Pour les autres langues, rien n’est encore décidé. Il y a un grand travail à faire pour répondre de façon adéquate aux besoins, compte tenu des contraintes diverses, notamment financières. Il est clair que l’alsacien, dont la langue écrite est l’allemand, n’est pas exactement dans la même situation que les créoles qui, jusqu’à récemment, se sont vu discuter leur identité de « vraies langues ». Un groupe de travail interministériel, coprésidé par un membre du cabinet de Claude Allègre et un membre de mon cabinet, est chargé d’éclairer cette question.

Libération
Sur les 75 langues répertoriées par le linguiste Bernard Cerquiglini, toutes ne sont pas dans le même cas de figure. Pouvez-vous préciser ?

Catherine Trautmann
75 langues, quelle extraordinaire richesse culturelle ! A part les spécialistes, qui s’en doutait ? La signature de la Charte est un premier pas vers la reconnaissance du patrimoine linguistique de la France. Naturellement, ces langues ont des caractéristiques extrêmement diverses. Le professeur Cerquiglini a fait un relevé exhaustif des langues des ressortissants français répondant, à son avis, aux critères retenus par la Charte. Sur les 75 retenues, plus des deux tiers (51) sont principalement parlées dans les DOM-TOM. Mis à part les créoles, qui sont des langues de formation récente, les langues des DOM-TOM sont parlées dans ces territoires depuis des millénaires, comme les langues mélanésiennes (28), polynésiennes (11) ou amérindiennes (6). Mais, le plus souvent, ces dernières n’avaient pas d’écritures avant que les linguistes ne les transcrivent, et la plupart sont parlées par un petit nombre d’usagers (4 000 locuteurs pour les 6 langues amérindiennes de Guyane). En revanche, elles continuent généralement de bénéficier d’une transmission maternelle et familiale, le français n’intervenant souvent qu’en seconde langue, acquise par l’intermédiaire de l’école et des médias. Les langues principalement parlées en métropole présentent aussi une très grande diversité, sans oublier les créoles qui ont la particularité d’être à la fois très parlées dans les DOM et très présentes en métropole. Mais ce sujet est inépuisable et je ne peux pas aborder ici toute la variété des langues de France. La Délégation générale à la langue française prépare un document à ce sujet.

Libération
Quels seront les moyens débloqués pour l’application de la Charte ?

Catherine Trautmann
Nous n’en sommes pas là! La France a signé et c’est un pas symbolique très important pour la reconnaissance de l’ensemble des langues de la France comme patrimoine culturel de la France, et donc de l’Europe. Il faut maintenant attendre la saisine du Conseil constitutionnel, puis sa décision. Mais, je rappelle que, d’ores et déjà, des moyens non négligeables sont consacrés à la promotion des langues régionales tant dans mon département ministériel qu’à l’Education nationale.

Libération
La bataille sera rude d’ici la ratification ?

Catherine Trautmann
Le plus important, c’est que tout le monde soit complètement informé. Bien des préventions tomberaient si chacun connaissait vraiment les 39 alinéas que le gouvernement a retenus. Il est clair que nos engagements ne remettront nullement en cause l’indivisibilité de la République, ni l’égalité des Français devant la loi, ni la place exclusive du français comme langue de la République, langue unique de l’administration, la seule dont l’enseignement puisse être obligatoire. Mais, en même temps, les engagements souscrits garantissent une véritable protection aux autres langues de la France, et c’est un progrès culturel considérable. En signant la Charte, le gouvernement a tenu l’engagement qu’avait pris l’an dernier le Premier ministre.

Libération
En Espagne, on parle de « récupération linguistique » et pas seulement de « préservation du patrimoine ». La France est-elle timorée par rapport au reste de l’Europe ?

Catherine Trautmann
La France a une histoire singulière.

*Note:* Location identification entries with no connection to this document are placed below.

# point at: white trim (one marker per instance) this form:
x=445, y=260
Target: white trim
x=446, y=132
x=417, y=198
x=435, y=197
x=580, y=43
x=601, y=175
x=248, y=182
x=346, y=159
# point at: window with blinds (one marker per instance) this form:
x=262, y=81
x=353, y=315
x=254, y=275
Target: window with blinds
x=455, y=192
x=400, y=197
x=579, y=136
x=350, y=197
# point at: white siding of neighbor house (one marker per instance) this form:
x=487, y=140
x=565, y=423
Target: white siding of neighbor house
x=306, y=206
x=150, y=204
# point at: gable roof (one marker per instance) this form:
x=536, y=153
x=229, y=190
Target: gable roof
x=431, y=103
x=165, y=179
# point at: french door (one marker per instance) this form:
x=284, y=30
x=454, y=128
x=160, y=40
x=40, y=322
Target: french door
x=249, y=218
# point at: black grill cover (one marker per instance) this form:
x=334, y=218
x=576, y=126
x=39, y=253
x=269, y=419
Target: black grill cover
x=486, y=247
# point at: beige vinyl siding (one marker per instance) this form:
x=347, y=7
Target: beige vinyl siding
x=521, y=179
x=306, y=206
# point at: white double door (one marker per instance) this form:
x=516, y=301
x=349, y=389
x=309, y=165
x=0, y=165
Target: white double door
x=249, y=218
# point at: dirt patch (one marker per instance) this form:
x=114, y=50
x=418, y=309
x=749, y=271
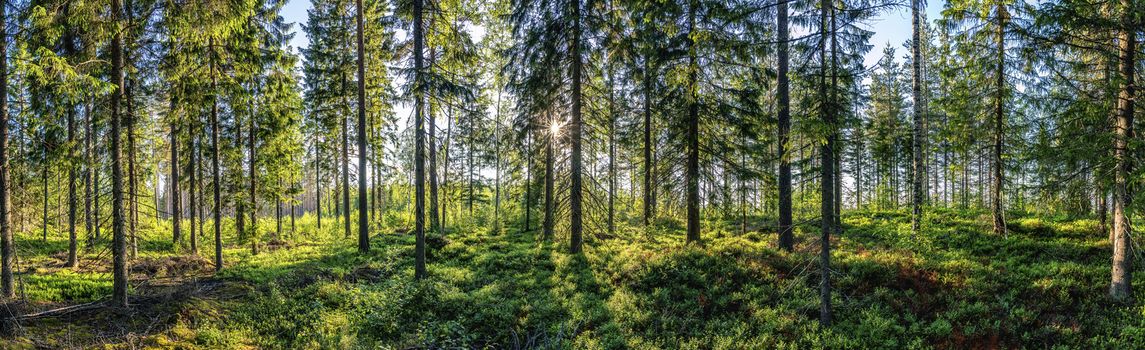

Depuis plusieurs siècles, elle s’est notamment constituée autour de la langue française qui a joué un rôle essentiel dans l’unification de la nation. Aujourd’hui, le gouvernement estime que les autres langues de la France ne constituent plus un danger pour l’unité de la nation et qu’il est temps de reconnaître leur étonnante richesse culturelle et de leur apporter la protection dont elles ont besoin. Certains trouveront sans doute que c’est déjà trop et d’autres que ce n’est pas assez.